Borrelia is a pleomorphic bacterium with a complex life cycle that comprises a multitude of forms, including corkscrew-shaped "parent" forms and "cyst" forms that lack a cell wall, among others.
The lack of a bacterial wall makes it very difficult to detect by common imaging techniques, such as light microscopy, as well as by standard serological tests, since they trigger a different immunological response.
As a result, these Borrelia infections are very difficult to diagnose and treat, so that they persist in the body over long time periods, causing chronic disease.
According to the symptoms and the length of illness there are three stages of Lyme Disease:
stage I - localized skin infection (“bulls eye rash” or EM)
stage II - disseminated infection is characterized by inflammation of different organs weeks up to months after the transmission of Borrelia
stage III - persistent infection, with chronic inflammation of different organs and systems for longer than a year.
Common symptoms of Lyme Disease include flu‐like symptoms, aching joints, headache, gastrointestinal problems, light/sound sensitivity and malaise, although the range of symptoms is very variable among patients: some have only skin infections while others only develop late manifestations, such as arthritis.
Furthermore, Borrelia burgdorferi has been implicated in much more severe clinical manifestations, such as neocortical borreliosis (neuroborreliosis), which has been associated with Alzheimer’s disease.
Since only around 60% of patients develop the characteristic Erithrema migrans and just about 25‐30% recall the tick bite, diagnosis in the remainder of the cases requires confirmation by laboratory tests.
The harmful late‐stage effects of this disease are a consequence in part of the lack of sensitive and efficient diagnostic tools that are able to detect the disease in the early stages when it is easily tractable and to detect in a specific manner late (chronic and autoimmune‐related) infections.
To date, there is no available diagnostic tool that is able to detect in a sensitive and specific way the immunological response to the CWD forms of Borrelia, which is thought to be responsible for the chronic severe symptoms of borreliosis.
These forms present an altered protein expression pattern, as well as differences in antigen presentation compared with the parental form.
As a result, they are undetectable with current commercial methods based on whole‐cell lysate antigens of the Borrelia parental form.
Moreover, lack of diagnosis results in underestimation of disease prevalence and health risks, leading to critical delays in starting awareness and preventive policies.

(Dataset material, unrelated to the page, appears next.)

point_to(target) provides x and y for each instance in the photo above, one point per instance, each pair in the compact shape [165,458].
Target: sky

Therefore, there is a crucial need to develop a sensitive tool for laboratory diagnosis of Borrelia burgdorferi acute and chronic infections to provide novel treatment options for patients suffering from their harmful infestations.
Based on the market needs, two main required features are clearly identified:
1. To improve on the current WB technique, which is very labor‐intensive, time-consuming, and difficult to standardize, the new tool should be robust, easy‐to‐use, and enable unambiguous interpretation of the test results.
2. To avoid the need for two different tests to secure a diagnosis and allow chronic infections to be detected, new antigens that have been reported in the literature in the last years but have not yet reached clinical use should be included.
With these premises in mind and with the input of all the project partners, the HILYSENS consortium set the goal of developing:
A highly‐sensitive, specific and robust diagnostic tool for Lyme Disease that is easy to use and interpret by frontline physicians and clinical laboratories and that will become the standard detection tool, rising awareness of this disease among European clinicians and permitting accurate quantification of the increasing disease incidence in order to carry out prevention campaigns before the disease becomes epidemic.